Flight: Solomon Airlines IE 800
From: Honiara (HIR) To: Gizo Nusatupe (GZO)
Flight: Solomon Airlines IE 801
From: Gizo Nusatupe (GZO) To: Munda (MUA) To: Honiara (HIR)
Solomon Islands is a nation of over 900 islands stretching about 1,500 kilometres across the South Pacific. Being an island nation, domestic air travel plays a big part in national transport. Unlike Indonesia or the Philippines though, there is a small population spread out across the islands. With a population of about 600,000 people (and 85,000 of those people in Honiara), domestic flights are irregular and operated by small aircraft.
I was visiting Solomon Islands with a media group from Australia, and the domestic flights were included in the trip. Solomon Airlines is the national flag carrier and operates all the domestic flights.
Solomon Airlines has a single Airbus A320-200 which is used for flights to Brisbane and other international flights. Domestic flights are operated with Twin Otter and Dash 8-100 aircraft (propeller aircraft). Having become so accustomed to the uniformity of flying A320/737’s, I was happy to change things up with some turboprop travel.
Some of the destinations are too small to have a dedicated route, so they are included in a multi-stop route. Our flight to Munda was via Gizo. This is a triangular route that flies Honiara – Gizo – Munda – Honiara.
[Honiara – Gizo – Munda Map.]
We arrived at the charming little domestic terminal about half an hour before the flight.
There is no airside waiting lounge here, as you just walk out from the terminal to the plane.
I felt extra blessed to be flying with nuns.
A view of the Honiara Airport before taking off.
Friendly service onboard Solomon Airlines.
Solomons – the inflight magazine of Solomon Airlines.
The Dash 8 seats 4 across, so make sure you ask for a window seat because the views are amazing.
Drinks and snacks are served on the leg from Honiara to Gizo.
I spent most of the flight looking out of the window in awe of the little islands and coral reefs.
The flight to Gizo is flight IE 800. The flight stops at Nusatupe Gizo Airport just long enough to drop off and pick up passengers, and you stay onboard during this time. From Gizo the flight becomes IE 801.
Taking off at Nusatupe Gizo Airport.
The flight from Gizo to Munda takes 10 minutes to travel the 51 kilometres. It’s the shortest commercial flight I’ve been on, but it doesn’t even rank in the top 10 shortest flights in the world.
It’s also one of the most scenic flights I’ve ever been on.
Our plane at Munda Airport, which also has a short stop before continuing back to Honiara.
Baggage claim at Munda is a man with a trolley.
Munda Airport is in the town of Munda, like right in the town.

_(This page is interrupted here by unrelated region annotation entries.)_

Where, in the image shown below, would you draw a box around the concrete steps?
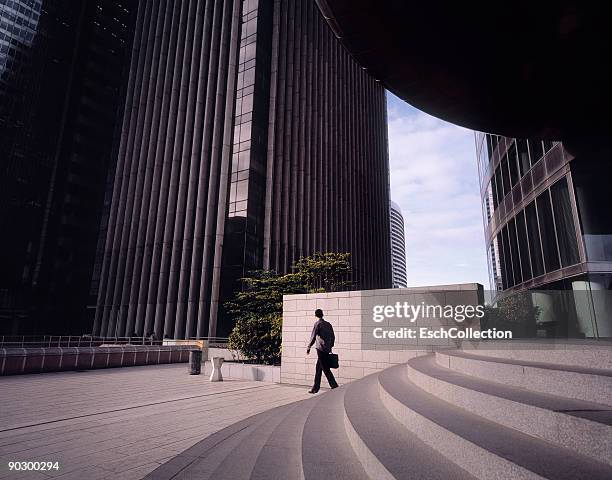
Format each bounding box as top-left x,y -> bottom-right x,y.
436,351 -> 612,405
407,356 -> 612,465
302,386 -> 369,480
344,375 -> 474,480
148,350 -> 612,480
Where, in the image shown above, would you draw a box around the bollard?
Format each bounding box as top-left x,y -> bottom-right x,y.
210,357 -> 223,382
189,349 -> 202,375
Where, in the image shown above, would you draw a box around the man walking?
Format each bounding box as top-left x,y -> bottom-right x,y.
306,308 -> 338,393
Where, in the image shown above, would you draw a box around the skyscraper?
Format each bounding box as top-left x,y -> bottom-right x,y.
94,0 -> 391,338
390,202 -> 408,288
0,0 -> 134,334
476,133 -> 612,338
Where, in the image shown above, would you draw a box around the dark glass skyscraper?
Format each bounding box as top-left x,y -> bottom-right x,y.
476,133 -> 612,338
94,0 -> 391,338
0,0 -> 134,334
390,202 -> 408,288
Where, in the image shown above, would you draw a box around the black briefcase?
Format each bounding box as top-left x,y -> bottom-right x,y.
327,353 -> 338,368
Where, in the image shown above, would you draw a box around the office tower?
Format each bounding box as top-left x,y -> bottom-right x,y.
94,0 -> 391,338
476,133 -> 612,338
0,0 -> 133,334
390,202 -> 408,288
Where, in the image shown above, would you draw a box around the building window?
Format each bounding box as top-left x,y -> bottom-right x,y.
516,210 -> 532,282
507,142 -> 520,187
516,139 -> 531,177
550,177 -> 580,267
525,202 -> 544,277
508,218 -> 523,285
536,190 -> 560,272
529,140 -> 544,166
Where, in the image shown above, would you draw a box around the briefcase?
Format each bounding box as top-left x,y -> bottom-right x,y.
327,353 -> 338,368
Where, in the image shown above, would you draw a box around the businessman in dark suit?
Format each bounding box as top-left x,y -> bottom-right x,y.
306,308 -> 338,393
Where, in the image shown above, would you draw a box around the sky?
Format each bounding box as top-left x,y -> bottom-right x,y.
387,92 -> 488,288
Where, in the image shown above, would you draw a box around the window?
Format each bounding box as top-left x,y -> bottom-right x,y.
490,175 -> 498,210
508,218 -> 523,285
500,154 -> 512,195
550,178 -> 580,267
501,225 -> 515,288
525,202 -> 544,277
495,165 -> 504,204
536,190 -> 560,272
507,143 -> 520,187
516,140 -> 531,177
516,210 -> 532,282
495,231 -> 509,289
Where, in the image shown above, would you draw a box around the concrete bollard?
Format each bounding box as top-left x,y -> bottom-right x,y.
189,348 -> 202,375
210,357 -> 223,382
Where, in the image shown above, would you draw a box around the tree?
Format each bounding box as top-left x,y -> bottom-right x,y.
225,253 -> 351,363
228,313 -> 283,364
293,253 -> 351,293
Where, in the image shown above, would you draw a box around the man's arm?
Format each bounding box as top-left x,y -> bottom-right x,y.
306,322 -> 319,354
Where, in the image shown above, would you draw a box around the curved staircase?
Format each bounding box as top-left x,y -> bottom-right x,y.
147,350 -> 612,480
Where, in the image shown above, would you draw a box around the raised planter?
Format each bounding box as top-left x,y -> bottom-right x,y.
204,361 -> 280,383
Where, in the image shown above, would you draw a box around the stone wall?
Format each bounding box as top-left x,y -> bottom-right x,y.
281,283 -> 482,385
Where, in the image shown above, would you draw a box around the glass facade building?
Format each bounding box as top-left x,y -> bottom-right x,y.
476,133 -> 612,338
0,0 -> 134,334
390,202 -> 408,288
93,0 -> 391,338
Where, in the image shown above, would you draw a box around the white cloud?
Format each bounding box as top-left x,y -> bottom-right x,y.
388,94 -> 488,286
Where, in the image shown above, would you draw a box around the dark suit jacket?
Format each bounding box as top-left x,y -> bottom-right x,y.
308,318 -> 336,353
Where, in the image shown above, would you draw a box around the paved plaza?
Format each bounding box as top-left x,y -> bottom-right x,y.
0,364 -> 308,480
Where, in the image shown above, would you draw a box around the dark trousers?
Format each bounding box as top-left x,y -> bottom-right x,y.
312,350 -> 338,391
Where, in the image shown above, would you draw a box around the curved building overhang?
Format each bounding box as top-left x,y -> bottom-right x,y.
316,0 -> 612,143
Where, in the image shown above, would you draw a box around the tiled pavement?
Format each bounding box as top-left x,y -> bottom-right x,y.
0,364 -> 308,480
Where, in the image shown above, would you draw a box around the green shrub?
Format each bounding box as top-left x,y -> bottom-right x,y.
228,313 -> 283,365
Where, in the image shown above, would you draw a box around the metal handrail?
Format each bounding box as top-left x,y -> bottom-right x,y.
0,335 -> 227,348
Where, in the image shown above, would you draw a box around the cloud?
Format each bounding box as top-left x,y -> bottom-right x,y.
387,93 -> 488,287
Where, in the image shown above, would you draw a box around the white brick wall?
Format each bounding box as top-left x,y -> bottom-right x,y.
281,283 -> 478,385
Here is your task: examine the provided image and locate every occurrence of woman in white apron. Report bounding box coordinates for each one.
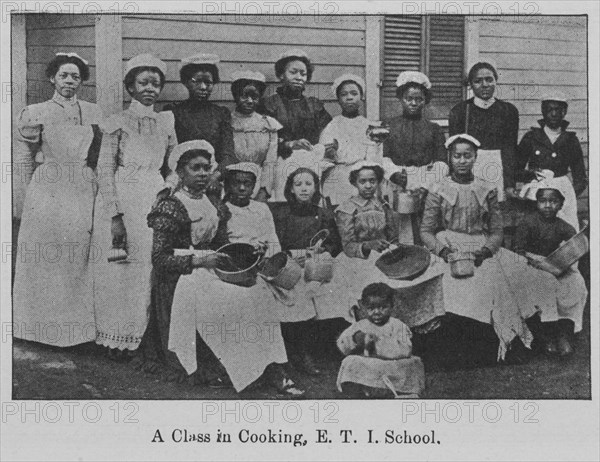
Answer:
[13,53,102,347]
[383,71,448,244]
[448,62,519,202]
[319,74,383,205]
[421,134,556,361]
[260,49,331,202]
[516,93,588,231]
[94,54,177,350]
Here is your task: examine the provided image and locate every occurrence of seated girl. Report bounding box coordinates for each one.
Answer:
[515,188,588,356]
[169,163,304,396]
[224,71,282,202]
[314,161,443,323]
[335,161,398,258]
[136,140,230,381]
[319,74,383,205]
[273,167,342,375]
[421,134,547,361]
[337,283,425,398]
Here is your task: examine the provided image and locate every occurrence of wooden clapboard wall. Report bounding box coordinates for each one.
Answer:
[381,15,465,119]
[479,16,589,214]
[26,14,96,104]
[122,15,366,115]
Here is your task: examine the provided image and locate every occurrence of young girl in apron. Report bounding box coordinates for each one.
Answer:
[13,53,102,347]
[94,54,177,351]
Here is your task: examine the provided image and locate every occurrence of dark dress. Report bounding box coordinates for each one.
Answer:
[515,213,576,257]
[383,116,448,167]
[260,87,331,158]
[515,119,588,196]
[448,98,519,188]
[273,203,342,257]
[140,195,230,372]
[164,99,234,163]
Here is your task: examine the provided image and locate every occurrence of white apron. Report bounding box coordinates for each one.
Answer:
[473,149,506,202]
[13,125,96,347]
[169,264,287,391]
[94,126,168,350]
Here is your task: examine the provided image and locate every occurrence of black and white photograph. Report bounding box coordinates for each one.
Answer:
[1,1,599,460]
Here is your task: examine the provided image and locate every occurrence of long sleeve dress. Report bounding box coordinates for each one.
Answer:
[515,213,588,332]
[164,99,235,164]
[223,111,281,196]
[448,98,519,202]
[515,119,588,231]
[169,197,304,391]
[273,203,342,257]
[140,191,230,369]
[319,115,382,205]
[382,115,448,244]
[94,100,177,350]
[421,177,551,359]
[260,87,331,201]
[337,318,425,395]
[13,93,102,347]
[314,196,444,327]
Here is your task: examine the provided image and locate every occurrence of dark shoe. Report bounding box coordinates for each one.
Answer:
[543,338,558,356]
[293,353,322,375]
[504,337,529,366]
[556,319,575,357]
[208,376,233,389]
[265,363,304,397]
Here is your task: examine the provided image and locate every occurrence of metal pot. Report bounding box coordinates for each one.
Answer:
[260,252,302,290]
[215,242,262,287]
[448,252,475,278]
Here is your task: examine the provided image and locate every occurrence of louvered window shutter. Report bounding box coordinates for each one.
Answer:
[381,15,423,119]
[426,16,465,119]
[381,15,465,119]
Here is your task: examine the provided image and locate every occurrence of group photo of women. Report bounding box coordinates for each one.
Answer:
[13,44,589,399]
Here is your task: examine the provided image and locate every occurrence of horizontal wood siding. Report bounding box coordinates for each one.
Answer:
[27,14,96,104]
[479,16,589,215]
[122,15,366,115]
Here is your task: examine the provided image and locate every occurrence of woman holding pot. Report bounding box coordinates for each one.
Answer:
[449,62,519,202]
[421,134,556,361]
[383,71,448,244]
[94,54,177,351]
[13,53,102,347]
[169,162,304,396]
[140,140,231,384]
[169,53,234,164]
[261,49,331,201]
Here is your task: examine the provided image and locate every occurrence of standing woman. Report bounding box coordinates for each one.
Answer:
[320,74,382,205]
[165,53,234,164]
[13,53,102,347]
[94,54,177,350]
[449,62,519,202]
[383,71,448,244]
[262,49,331,201]
[223,71,281,202]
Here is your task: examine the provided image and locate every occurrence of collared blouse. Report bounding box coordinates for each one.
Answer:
[515,119,588,195]
[335,196,398,258]
[421,177,504,255]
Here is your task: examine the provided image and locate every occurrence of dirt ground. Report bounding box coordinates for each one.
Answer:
[13,304,591,400]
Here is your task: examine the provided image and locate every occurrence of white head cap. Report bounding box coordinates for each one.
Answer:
[444,133,481,149]
[225,162,260,178]
[542,91,569,104]
[396,71,431,90]
[169,140,215,172]
[56,51,89,66]
[231,71,267,83]
[123,53,167,77]
[181,53,220,67]
[331,74,366,97]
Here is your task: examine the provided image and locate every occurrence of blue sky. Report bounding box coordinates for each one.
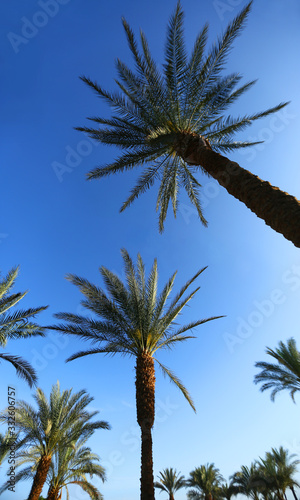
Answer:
[0,0,300,500]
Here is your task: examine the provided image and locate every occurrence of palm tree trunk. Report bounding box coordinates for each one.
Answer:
[174,133,300,247]
[28,455,52,500]
[47,486,59,500]
[135,352,155,500]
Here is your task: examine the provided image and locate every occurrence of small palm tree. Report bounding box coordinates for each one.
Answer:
[219,482,239,500]
[0,431,13,466]
[2,438,105,500]
[230,463,262,500]
[256,446,300,500]
[0,267,47,387]
[154,467,186,500]
[47,438,105,500]
[77,1,300,247]
[0,382,109,500]
[186,464,223,500]
[254,338,300,402]
[53,250,220,500]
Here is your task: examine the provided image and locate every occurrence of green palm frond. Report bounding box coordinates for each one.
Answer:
[186,463,223,500]
[154,358,196,413]
[51,249,222,414]
[0,267,47,387]
[0,353,37,387]
[154,467,185,494]
[77,1,287,231]
[254,338,300,402]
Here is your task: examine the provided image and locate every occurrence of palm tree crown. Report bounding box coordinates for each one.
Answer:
[186,464,223,500]
[257,446,300,500]
[48,438,105,500]
[53,250,223,500]
[6,436,105,500]
[0,382,109,500]
[77,1,300,245]
[254,338,300,402]
[154,467,186,500]
[0,267,47,387]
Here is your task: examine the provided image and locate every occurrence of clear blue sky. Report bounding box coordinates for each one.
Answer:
[0,0,300,500]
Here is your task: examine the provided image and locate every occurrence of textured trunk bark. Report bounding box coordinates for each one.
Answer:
[47,486,60,500]
[28,455,52,500]
[135,353,155,500]
[174,133,300,247]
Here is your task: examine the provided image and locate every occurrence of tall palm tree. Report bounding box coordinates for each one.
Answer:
[186,464,223,500]
[257,446,300,500]
[254,338,300,402]
[0,267,47,387]
[77,1,300,247]
[154,467,186,500]
[0,382,109,500]
[54,250,223,500]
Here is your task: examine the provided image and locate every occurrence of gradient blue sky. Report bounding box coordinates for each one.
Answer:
[0,0,300,500]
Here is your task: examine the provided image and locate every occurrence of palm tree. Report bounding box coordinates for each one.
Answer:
[2,436,105,500]
[77,1,300,247]
[54,250,223,500]
[0,382,109,500]
[0,431,14,466]
[47,438,105,500]
[154,467,186,500]
[0,267,47,387]
[219,482,239,500]
[254,338,300,402]
[257,446,300,500]
[186,464,223,500]
[230,463,262,500]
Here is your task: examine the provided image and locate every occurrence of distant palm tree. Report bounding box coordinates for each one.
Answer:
[77,1,300,247]
[186,464,223,500]
[5,436,105,500]
[0,382,109,500]
[0,267,47,387]
[219,482,239,500]
[257,446,300,500]
[230,463,262,500]
[254,338,300,402]
[0,431,13,466]
[54,250,223,500]
[154,467,186,500]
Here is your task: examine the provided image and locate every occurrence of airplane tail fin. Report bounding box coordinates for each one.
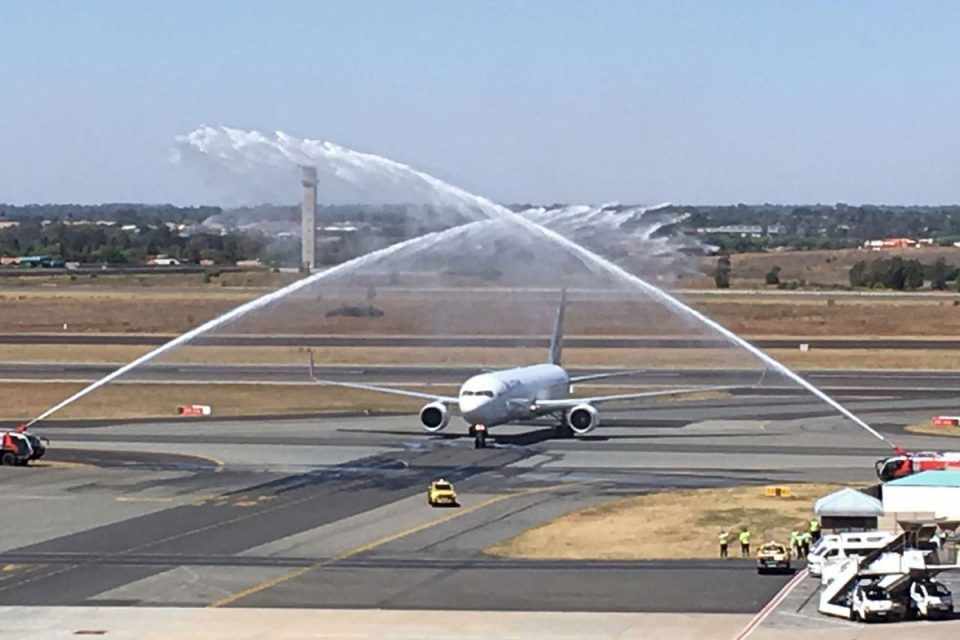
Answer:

The terminal building looks like someones house.
For our return trip to Honiara we had island-hopped from Munda to Gizo. This meant that we got to experience the 10-minute flight from Gizo to Munda again as well as having a look at Gizo Airport, which is an experience in itself.
Nusatupe Airport (the airport that serves Gizo) is an island that has been formed from two separate islands to make a runway.
Of course the only way to get there is by boat. There are shuttle services to and from Gizo that meet each flight, and nearby island resorts also organise boats to and from the airport. We were coming from Fatboys Resort, which is about 10 minutes away by boat. This was possibly the coolest airport transfer I’ve ever done.
There is a little airport terminal, alongside drums of aviation fuel.
The bag trolley loaded up, ready for a swift loading.
No need to arrive here an hour before the flight. Even half an hour was a bit generous for time, as there is not much to do at the airport.
The plane stops for just long enough to drop off and pick up passengers.
And off we go for our 10 minute flight to Munda. I was amazed to see how many little islands had houses on them. People are out there living the island life.
After picking up passengers in Munda it was on to Honiara again. This segment takes about 45 minutes, so enough time for a drink and a snack to be served.
Landing in Honiara, which seems so much bigger after being in Gizo and Munda.
Upon returning to Honiara I was looking at the domestic route map again, wondering what other trip I could take in the future.
If you’re visiting Solomon Islands you definitely have to go beyond Honiara (don’t just go there to tick another country off the list). My trip was an introduction to the Solomons trip, tailored for first-timers. I can’t vouch for the rest of the islands, but I can say that this flight and the destinations was a memorable trip.